Mixture of Experts (MoE) is a technique used by DeepSeek's architecture that uses multiple internal "experts" to answer a prompt. These models will have a larger parameter count, but only have a fraction of those parameters activated at one time. The computer will only have to work on the "active" parameters, while the rest of the parameters or "experts" are stored in RAM. This allows for smarter models in a smaller active footprint, with the downside of needing more RAM.

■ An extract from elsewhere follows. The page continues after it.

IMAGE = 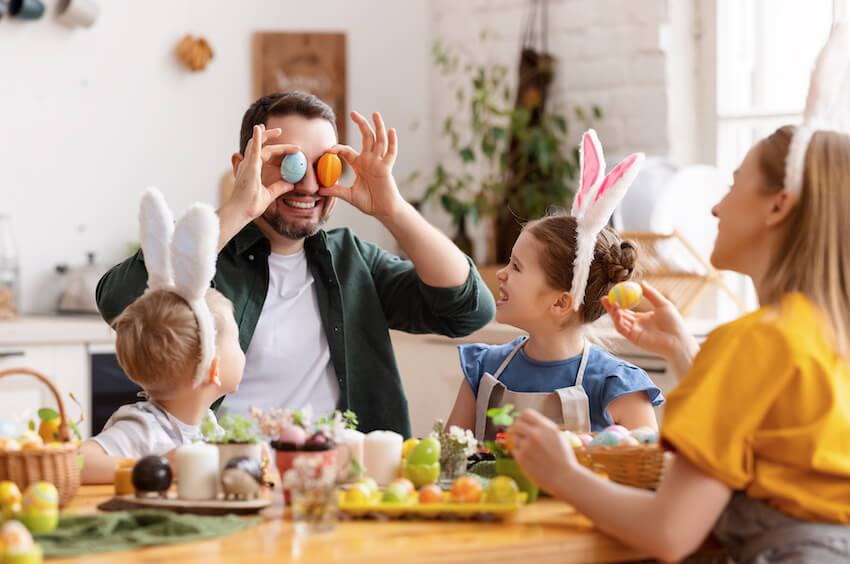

Thankfully, I now have ~22GB of RAM to work with on my Halo node. Here are some of the competitors in the MoE space that fit on Halo:

Model	Score	`tg128` (t/s)
Qwen3.6-35B-A3B	43	7.37
Qwen3.5-35B-A3B	37	7.48
gpt-oss-20B	24	8.27
Qwen3-30B-A3B	22	13.25

Picking the Right Quant

Quantization matters, and Unsloth has provided a version of Qwen3.6 with an extremely low memory footprint while not losing out on much intelligence. The context the model uses can also be quantized, which I've set to iq4_nl, a modern quantization to fit as much info as possible into each piece of context. The combination of these two allows for higher inference speeds and lower VRAM usage.

Use Cases

Chatbot / Agent

For chatbots and agents, priorities lie in speed and long-context memory for tool use. For example, you wouldn't want a model to die halfway through a conversation or scraping 10 webpages. For this use case, I've selected Qwen3.5-2B for its fast speed and small memory footprint, as well as tool usage and instruction following capabilities.

Reasoning

For reasoning and high-level thinking, I've selected Qwen3.6-35B-A3B for the same reasons as Qwen3.5-2B, but bigger. Previously, Qwen3.5-35B's score of 37 on the leaderboard is equivalent to Claude 4.5 Haiku, which had only released 4 months earlier. Qwen3.6 presents a bump in coding and other abilities to score at 43, scoring above GPT-5 Mini, DeepSeek V3.2, and GLM 4.7. I don't mind waiting a little longer for stronger reasoning, so this model is more for sending bulk work and coming back to it later.

Conclusion

Using LLM benchmark leaderboards and comparing their performance on my hardware, I've found models that fit into my use cases while being competitive with free services that require an account.